That should have happened already: a day before the start of the meeting, on July 9, a deadline had passed to regulate the commercial extraction of raw materials at the bottom of international waters.
Sponsoring a subsidiary of the Canadian group The Metals Company, the Pacific state of Nauru had announced two years earlier that it would apply for deep-sea mining, triggering the deadline set by a clause in the United Nations Convention on the Law of the Sea (UNCLOS). After that time period, takedown requests must be processed by the ISA, even if there are no rules.

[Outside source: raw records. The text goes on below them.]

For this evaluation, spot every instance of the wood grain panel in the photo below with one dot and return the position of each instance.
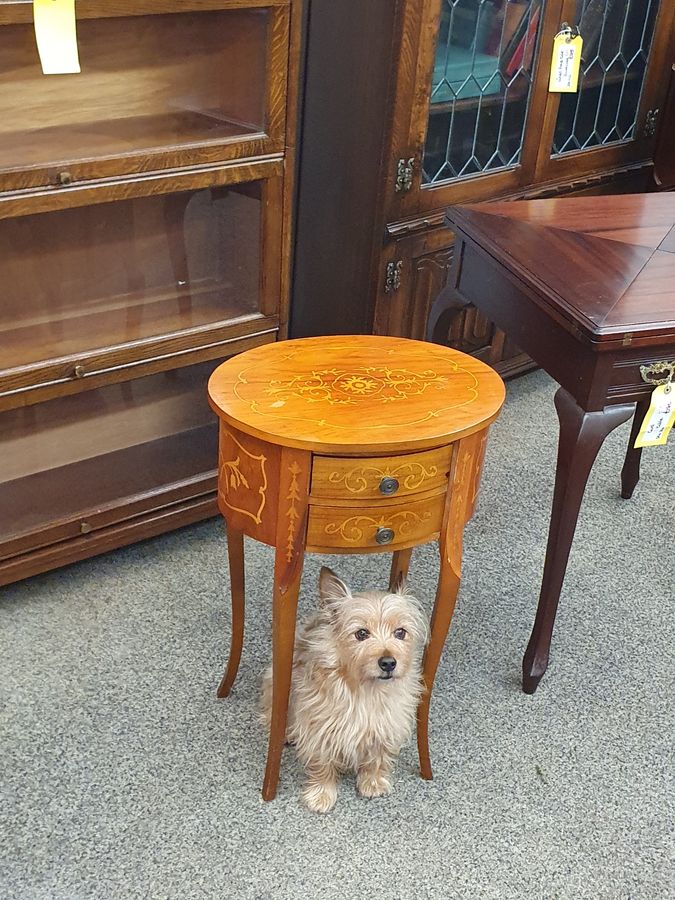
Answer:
(248, 483)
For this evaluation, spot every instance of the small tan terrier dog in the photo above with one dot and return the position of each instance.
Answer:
(355, 688)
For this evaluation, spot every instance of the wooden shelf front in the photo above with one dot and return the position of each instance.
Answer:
(81, 463)
(153, 89)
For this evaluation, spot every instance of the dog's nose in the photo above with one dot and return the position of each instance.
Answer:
(387, 663)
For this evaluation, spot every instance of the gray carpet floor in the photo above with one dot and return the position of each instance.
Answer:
(124, 777)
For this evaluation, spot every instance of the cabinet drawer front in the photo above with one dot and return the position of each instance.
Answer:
(375, 527)
(134, 279)
(380, 477)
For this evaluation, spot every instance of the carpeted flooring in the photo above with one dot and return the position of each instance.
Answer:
(124, 777)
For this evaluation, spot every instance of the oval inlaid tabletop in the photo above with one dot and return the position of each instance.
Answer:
(356, 394)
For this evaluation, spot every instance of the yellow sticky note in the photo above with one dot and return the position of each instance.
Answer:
(56, 35)
(660, 417)
(565, 64)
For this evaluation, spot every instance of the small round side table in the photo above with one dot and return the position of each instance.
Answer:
(357, 444)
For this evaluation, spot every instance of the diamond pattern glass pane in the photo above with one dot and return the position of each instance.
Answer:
(480, 87)
(617, 36)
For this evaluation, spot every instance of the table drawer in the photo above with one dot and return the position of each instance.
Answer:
(375, 527)
(372, 479)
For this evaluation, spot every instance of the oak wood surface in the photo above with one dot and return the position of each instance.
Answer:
(356, 395)
(165, 518)
(175, 100)
(118, 117)
(377, 477)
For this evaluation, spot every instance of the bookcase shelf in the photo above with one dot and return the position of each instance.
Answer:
(152, 86)
(145, 221)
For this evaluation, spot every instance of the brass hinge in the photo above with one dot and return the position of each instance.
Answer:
(650, 122)
(404, 173)
(392, 278)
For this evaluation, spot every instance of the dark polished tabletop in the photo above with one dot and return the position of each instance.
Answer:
(605, 264)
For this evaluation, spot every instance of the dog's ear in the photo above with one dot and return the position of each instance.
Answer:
(331, 588)
(400, 585)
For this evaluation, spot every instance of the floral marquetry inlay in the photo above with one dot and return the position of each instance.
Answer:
(336, 394)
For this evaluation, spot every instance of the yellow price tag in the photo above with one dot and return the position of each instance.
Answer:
(56, 35)
(565, 63)
(660, 417)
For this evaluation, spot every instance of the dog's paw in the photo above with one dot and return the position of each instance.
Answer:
(370, 785)
(319, 797)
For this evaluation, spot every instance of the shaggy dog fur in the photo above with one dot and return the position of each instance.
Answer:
(355, 688)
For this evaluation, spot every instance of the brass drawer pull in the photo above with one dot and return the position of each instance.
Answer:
(389, 486)
(384, 535)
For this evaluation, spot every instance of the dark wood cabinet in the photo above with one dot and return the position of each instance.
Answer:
(464, 114)
(145, 232)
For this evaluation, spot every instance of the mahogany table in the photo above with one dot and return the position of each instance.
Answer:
(586, 286)
(347, 445)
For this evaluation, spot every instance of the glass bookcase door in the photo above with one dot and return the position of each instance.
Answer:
(617, 37)
(481, 86)
(129, 280)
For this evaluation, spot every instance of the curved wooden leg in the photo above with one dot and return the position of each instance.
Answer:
(630, 474)
(444, 607)
(450, 543)
(400, 565)
(235, 553)
(290, 540)
(581, 436)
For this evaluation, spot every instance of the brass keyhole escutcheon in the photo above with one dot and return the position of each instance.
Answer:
(389, 486)
(384, 535)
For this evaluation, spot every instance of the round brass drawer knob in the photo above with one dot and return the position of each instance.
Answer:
(389, 486)
(384, 535)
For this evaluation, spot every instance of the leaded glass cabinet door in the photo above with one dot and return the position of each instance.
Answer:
(476, 60)
(613, 116)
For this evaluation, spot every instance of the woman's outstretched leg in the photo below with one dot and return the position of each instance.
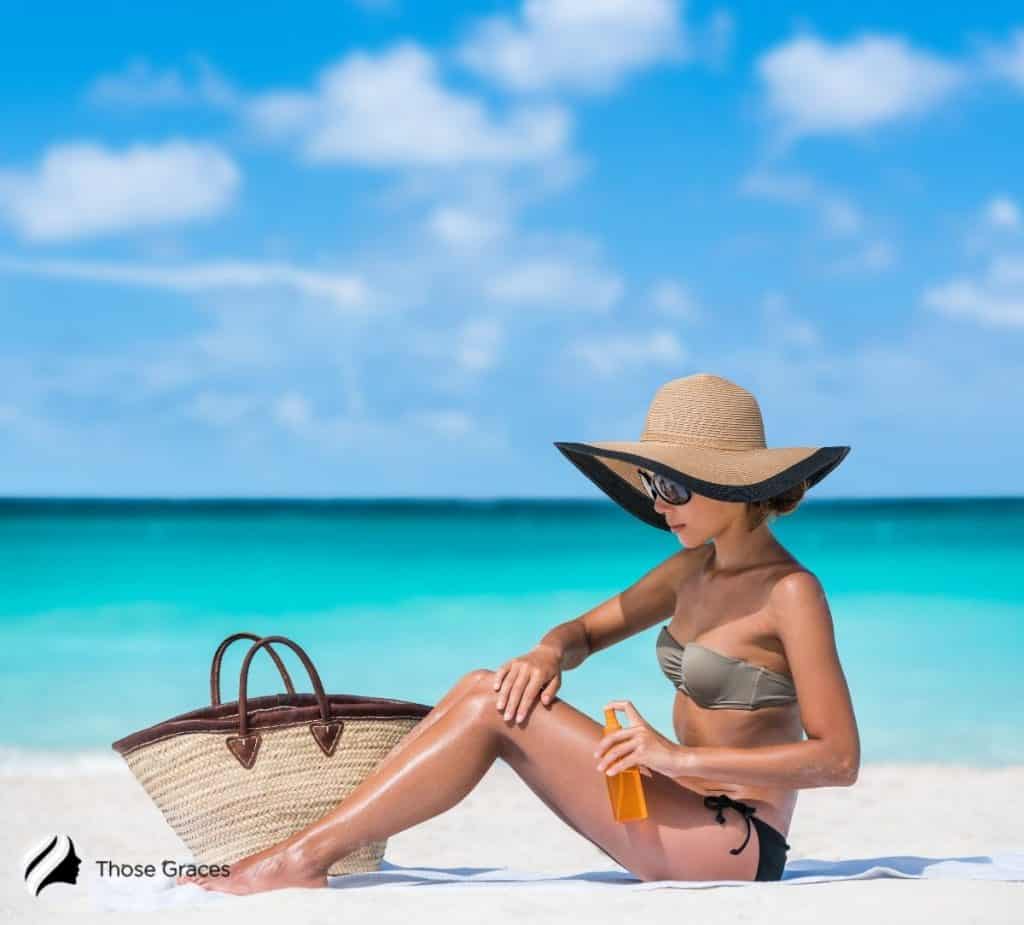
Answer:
(553, 752)
(441, 765)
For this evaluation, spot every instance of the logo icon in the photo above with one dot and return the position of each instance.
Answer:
(52, 860)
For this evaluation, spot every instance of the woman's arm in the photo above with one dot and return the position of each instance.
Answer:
(649, 599)
(830, 755)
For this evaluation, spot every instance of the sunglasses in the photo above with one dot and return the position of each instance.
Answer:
(668, 490)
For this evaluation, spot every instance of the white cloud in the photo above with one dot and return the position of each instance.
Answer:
(588, 45)
(1003, 212)
(82, 190)
(816, 87)
(472, 346)
(464, 229)
(140, 85)
(995, 299)
(342, 290)
(218, 409)
(613, 354)
(782, 324)
(838, 214)
(561, 284)
(392, 110)
(875, 256)
(293, 411)
(675, 300)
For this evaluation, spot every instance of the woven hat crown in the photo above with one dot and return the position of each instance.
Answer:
(705, 410)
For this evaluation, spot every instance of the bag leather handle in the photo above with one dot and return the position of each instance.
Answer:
(325, 730)
(219, 656)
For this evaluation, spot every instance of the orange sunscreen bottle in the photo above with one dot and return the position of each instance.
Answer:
(626, 788)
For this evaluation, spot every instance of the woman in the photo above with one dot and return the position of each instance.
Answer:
(750, 647)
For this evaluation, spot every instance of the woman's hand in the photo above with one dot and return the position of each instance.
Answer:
(519, 680)
(637, 746)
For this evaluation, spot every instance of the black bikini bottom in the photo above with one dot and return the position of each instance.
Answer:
(773, 846)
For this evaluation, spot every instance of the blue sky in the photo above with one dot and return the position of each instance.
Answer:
(385, 248)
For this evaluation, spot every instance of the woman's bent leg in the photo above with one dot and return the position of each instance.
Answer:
(553, 752)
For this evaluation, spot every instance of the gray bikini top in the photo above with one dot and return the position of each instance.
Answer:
(721, 682)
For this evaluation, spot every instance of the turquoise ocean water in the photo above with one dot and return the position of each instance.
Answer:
(111, 611)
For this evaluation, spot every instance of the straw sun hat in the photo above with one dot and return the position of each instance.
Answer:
(707, 433)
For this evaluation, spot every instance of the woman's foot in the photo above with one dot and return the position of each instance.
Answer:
(279, 867)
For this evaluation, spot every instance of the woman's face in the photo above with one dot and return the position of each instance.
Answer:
(698, 519)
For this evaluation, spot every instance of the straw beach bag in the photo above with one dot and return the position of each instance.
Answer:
(233, 779)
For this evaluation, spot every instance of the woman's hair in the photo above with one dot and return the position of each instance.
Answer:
(785, 503)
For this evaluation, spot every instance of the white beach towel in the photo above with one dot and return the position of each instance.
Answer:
(162, 892)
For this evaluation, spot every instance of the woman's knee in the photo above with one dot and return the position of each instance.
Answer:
(479, 678)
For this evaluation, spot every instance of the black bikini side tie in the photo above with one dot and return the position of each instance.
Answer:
(720, 802)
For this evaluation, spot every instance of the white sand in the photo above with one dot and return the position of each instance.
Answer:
(922, 810)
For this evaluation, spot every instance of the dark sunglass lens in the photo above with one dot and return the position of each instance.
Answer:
(673, 492)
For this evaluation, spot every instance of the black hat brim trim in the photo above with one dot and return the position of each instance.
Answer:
(587, 460)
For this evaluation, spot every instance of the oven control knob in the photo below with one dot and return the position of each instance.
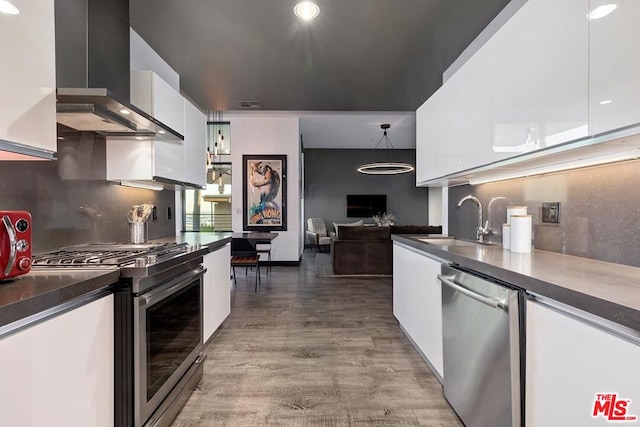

Potential damage to the deep-sea ecosystem from mining
The delegations in Kingston also could not agree on how to deal with the applications that are now possible. In a second agreement on Friday evening, it was agreed that if a decommissioning request is received before a regulation has been adopted, priority will be given to handling it in accordance with the paragraphs of the Unclos. According to observers who attended the meeting, many member states said they would not approve mining projects until a regulatory framework was in place.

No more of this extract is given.